By Carin Farley, National Scenic and Historic Trails Lead, Bureau of Land Management
The relationship with place strengthens our understanding of historic events and patterns in North American history. National Scenic and Historic Trails (NSHT) are places of cultural and natural significance, where the landscapes are bound to everything that was and still is. Currently the Bureau of Land Management (BLM) NSHT inventories are separated out by the scenic, natural, cultural/historic, and recreational resources or landscape elements. Once these elements are inventoried and thought of holistically, as part of the larger landscape, they come alive! Through our inventory methods, the BLM is focusing efforts on integrating this holistic way of understanding into our work and training.
The BLM manages approximately 6,000 miles of congressionally designated National Scenic and Historic Trails in over 100 field offices in 15 states through policy Manuals 6250 and 6280 that were created in 2012. In 2019, BLM developed an Inventory, Assessment and Monitoring (IAM) methodology to build a baseline for NSHTs and establish a consistent agency process for recording and analyzing resources along trails that can create defendable NSHT corridors for protection.
In the summer of 2021, BLM Headquarters sought to acquire services from qualified Technical Assistance Contractors to increase program capacity, implement policy, and the IAM Methodology.
Logan Simpson was awarded the contract for their in depth understanding of data collection, analysis, and familiarity with National Scenic and Historic Trails. All BLM State Offices, District Offices, and Field Offices have access to this contract to acquire NSHT IAM services. To date, Alaska, Nevada, New Mexico, and Utah have all worked on aspects of this methodology under task orders. At the Headquarters level, a NSHT Training Strategy was developed in the spring of 2022 in coordination with partners, and the first virtual interdisciplinary IAM Workshop was completed in August 2022.
IAM is a necessary component of the BLM’s NSHT program to identify, locate, and appropriately manage the resources, qualities, values, associated settings, and primary trail uses that collectively define the nature and purposes of each unique NSHT. Monitoring the inventory supports the BLM’s understanding of resource conditions, the effects of decisions made, and the potential impact of emerging issues. Analysis and trend reports can be used to support relevant regional and national initiatives. Therefore, it is critical that every part of the inventory clearly, consistently, and accurately represents the entire landscape, the resources and values present, and their condition. IAM can foster easier program and agency coordination with improved data exchange for these cross-jurisdictional national assets.
Broad implementation of IAM methods will require substantial commitment and investment. With potential funding from the Inflation Reduction Act (IRA) the program hopes to contribute to climate resiliency through strategic inventory that results in conservation and protection actions. For example, proper inventory will result in informed management plans that can increase habitat connectivity in corridors and/or protect sacred landscapes.
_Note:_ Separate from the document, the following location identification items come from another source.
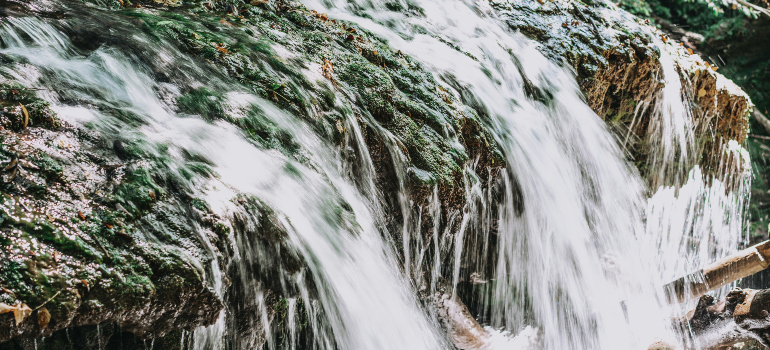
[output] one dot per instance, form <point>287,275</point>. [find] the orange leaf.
<point>43,318</point>
<point>26,114</point>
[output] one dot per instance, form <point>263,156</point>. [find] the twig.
<point>754,7</point>
<point>760,137</point>
<point>32,89</point>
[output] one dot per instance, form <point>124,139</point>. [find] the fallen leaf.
<point>26,114</point>
<point>221,48</point>
<point>11,164</point>
<point>43,317</point>
<point>20,311</point>
<point>122,233</point>
<point>328,69</point>
<point>340,127</point>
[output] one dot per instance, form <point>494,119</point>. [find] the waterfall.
<point>567,248</point>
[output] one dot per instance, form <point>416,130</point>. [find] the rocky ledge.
<point>97,230</point>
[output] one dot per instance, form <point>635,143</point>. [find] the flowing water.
<point>580,252</point>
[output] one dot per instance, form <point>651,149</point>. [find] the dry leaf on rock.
<point>20,311</point>
<point>43,317</point>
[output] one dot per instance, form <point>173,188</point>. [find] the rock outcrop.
<point>97,230</point>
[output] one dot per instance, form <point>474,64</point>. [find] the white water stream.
<point>581,253</point>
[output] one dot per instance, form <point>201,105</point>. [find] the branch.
<point>754,7</point>
<point>739,265</point>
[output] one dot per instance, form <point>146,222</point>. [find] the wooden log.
<point>743,316</point>
<point>739,265</point>
<point>461,328</point>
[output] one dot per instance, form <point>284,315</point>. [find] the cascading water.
<point>579,255</point>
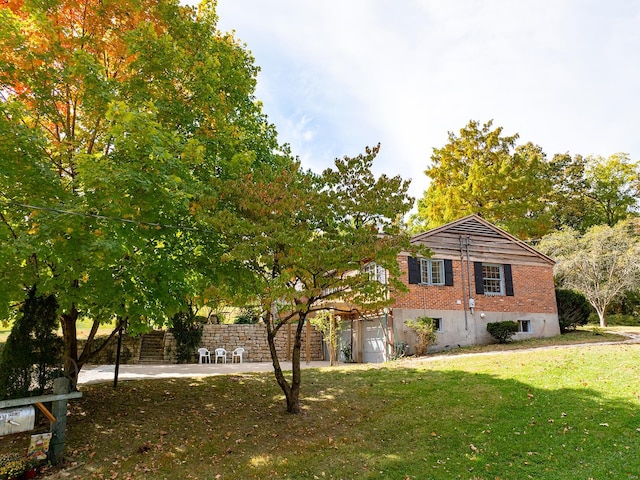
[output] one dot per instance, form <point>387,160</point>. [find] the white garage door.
<point>373,342</point>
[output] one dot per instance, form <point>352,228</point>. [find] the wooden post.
<point>59,410</point>
<point>308,341</point>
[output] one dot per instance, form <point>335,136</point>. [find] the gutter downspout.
<point>471,299</point>
<point>464,288</point>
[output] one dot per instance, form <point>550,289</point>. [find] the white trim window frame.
<point>493,279</point>
<point>437,325</point>
<point>432,272</point>
<point>525,326</point>
<point>376,272</point>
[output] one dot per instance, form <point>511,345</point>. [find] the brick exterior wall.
<point>532,284</point>
<point>253,338</point>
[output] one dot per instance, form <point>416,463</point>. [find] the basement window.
<point>437,324</point>
<point>524,326</point>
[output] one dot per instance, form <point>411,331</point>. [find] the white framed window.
<point>437,325</point>
<point>431,271</point>
<point>493,279</point>
<point>524,326</point>
<point>376,272</point>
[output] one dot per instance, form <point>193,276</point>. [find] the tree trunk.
<point>73,361</point>
<point>70,338</point>
<point>602,315</point>
<point>291,391</point>
<point>293,401</point>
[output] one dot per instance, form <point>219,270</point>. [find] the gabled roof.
<point>475,226</point>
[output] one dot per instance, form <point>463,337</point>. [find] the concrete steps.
<point>152,348</point>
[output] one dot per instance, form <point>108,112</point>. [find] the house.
<point>477,274</point>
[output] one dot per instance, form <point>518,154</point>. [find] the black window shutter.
<point>508,280</point>
<point>477,271</point>
<point>414,270</point>
<point>448,273</point>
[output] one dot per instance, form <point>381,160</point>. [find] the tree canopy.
<point>304,240</point>
<point>120,123</point>
<point>602,264</point>
<point>484,171</point>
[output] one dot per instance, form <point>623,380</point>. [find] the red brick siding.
<point>532,285</point>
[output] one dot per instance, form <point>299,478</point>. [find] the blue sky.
<point>338,75</point>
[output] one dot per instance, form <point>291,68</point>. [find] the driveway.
<point>105,373</point>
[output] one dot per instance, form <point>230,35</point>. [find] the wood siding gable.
<point>486,243</point>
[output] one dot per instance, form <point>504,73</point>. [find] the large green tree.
<point>603,264</point>
<point>595,190</point>
<point>484,171</point>
<point>304,240</point>
<point>120,123</point>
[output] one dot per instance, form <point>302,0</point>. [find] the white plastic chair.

In a response to agency IRA proposals, Director Stone Manning stated that, “The BLM intends to more formally and firmly rest resource use decisions on data-driven knowledge of resource conditions.” This work can be accomplished in coordination and support of the BLM’s Civilian Climate Corps Implementation Plan and assist in establishing an Indian Youth Service Corps. The BLM will look to these programs, tribes, and other partnerships wherever possible to be a part of these inventories and foster the next generation of public land professionals.
With proactive inventory of the values for which these trails were established and a deeper understanding of the holistic landscape, the agency can protect them from impacts. The National Trail System connects people to the land, its natural and scenic wonders, and the Nation’s diverse heritage. Together with other federal agencies, partner organizations and indigenous communities there are huge opportunities for landscape level connectivity and conservation. By leveraging shared boundaries, shared management authorities, and inventory baselines across jurisdictions we can as a nation assess the health and wellbeing of the system as a whole.